A prolonged decline in the nation’s stock markets is taking a significant toll on the State Investment Board’s private equity investment program, causing total returns to decline by about 7% over the past year, SIC private equity advisory firm Mercer said in its latest quarterly report. in the report.
The losses reflect the impairment of publicly traded companies in SIC’s venture portfolio, as well as lower values for private companies.
But record oil and gas tax revenue continues to fuel the state’s permanent funds, which are managed by the SIC, providing significant capital to continue investing in venture funds that pump money into local startups despite the stock market slump.

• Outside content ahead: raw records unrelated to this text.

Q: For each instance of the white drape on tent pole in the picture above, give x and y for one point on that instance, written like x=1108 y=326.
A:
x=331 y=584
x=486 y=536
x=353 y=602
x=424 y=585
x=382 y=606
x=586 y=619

“It’s tough right now in New Mexico and elsewhere,” SIC spokesman Charles Wallman told the Journal. “The happy days of a few years ago are gone, at least for now, and that’s reflected in the program’s return numbers.”
The SIC is allowed by state statute to invest up to 11% of the value of the Permanent Fund of the Tax Tax in venture funds that commit to invest, or cause others to invest, at least as much money as they receive in local companies. SIC.
In accordance with Board policy, however, SIC has capped its total commitment to the private equity program at 9% of the compensation tax fund to maintain reserves for market volatility.
“We need that wiggle room because markets go up and down,” Vollman said.
And, despite the current economic uncertainty, much more money has continued to flow into the severance tax fund over the past year, thanks to today’s high oil and gas prices and an influx of production in the oil sector of southeastern New Mexico. That created an unprecedented $1.03 billion boom in the 2022 fiscal year, which ended in June.
“That’s almost the same as the $1.08 billion that has flowed into the severance tax fund over the past 20 years combined,” Wollman said.
As of October 31, the total amount in the severance tax fund was $6.64 billion.
Under the SIC’s 9% policy cap, that means the board can commit about $600 million to its private equity investment program. But as of June, Mercer reported just $450 million in net deployed capital under the program, representing less than 7% of the compensation fund for the period, giving SIC more “headroom” to continue investing in venture funds. : Wolman said:
That allowed the board in November to approve a $100 million commitment to the newly formed American Frontier Fund, a national venture capital firm that plans to establish “venture studios” in New Mexico to commercialize technologies emerging from the state’s national labs and research universities. And, given that SIC has committed that capital to the AFF over 10 years, meaning up to $10 million will actually be deployed annually, significant funding for the private equity program is still available in the exemption tax fund.
In recent years, SIC’s venture capital investments have delivered returns in line with expectations, with a key 10-year “internal rate of return” or IRR of 6.8% in 2019. During the first year of the pandemic, it slowed to 4.6%, but it began to recover in 2021, climbing back to 5.2% that year.
With the current decline in stock markets, however, the 10-year IRR has fallen to just 3.8% as of June 30, reflecting a steep decline in the value of publicly traded companies in the SIC portfolio, plus lower valuations of startups that remain are in private hands. , said Brian Birk, managing partner of Sun Mountain Capital, which manages a $200 million fund for SIC direct investments in local companies.
In fact, the one-year IRR of SIC’s “co-investment fund,” which is the money pool managed by Sun Mountain, fell 12% through fiscal year 2022, dragging down the one-year total rate of return for all of SIC’s earnings. New Mexico-focused private equity investments rallied 6.6%.
“The decline in the public markets is reflected in the co-investment portfolio,” Birk told the Journal. “But it’s not just the mutual fund, it’s in the SIC portfolio. All currencies are falling, reflecting that market correction.”
However, venture capital investments essentially work for the long term to create value in companies over time and the markets will bounce back.
In addition, according to the statute, the private equity program is heavily focused on “economically targeted investments” that deliver significant social benefits, allowing the SIC to accept lower returns than other investments such as stocks and bonds. And throughout the program, New Mexico has reaped significant benefits.
As of June, the program supported 3,300 jobs at 55 companies with $137 million in total annual payroll, plus $144 million in annual spending on New Mexico goods and services, according to a recent Mercer report.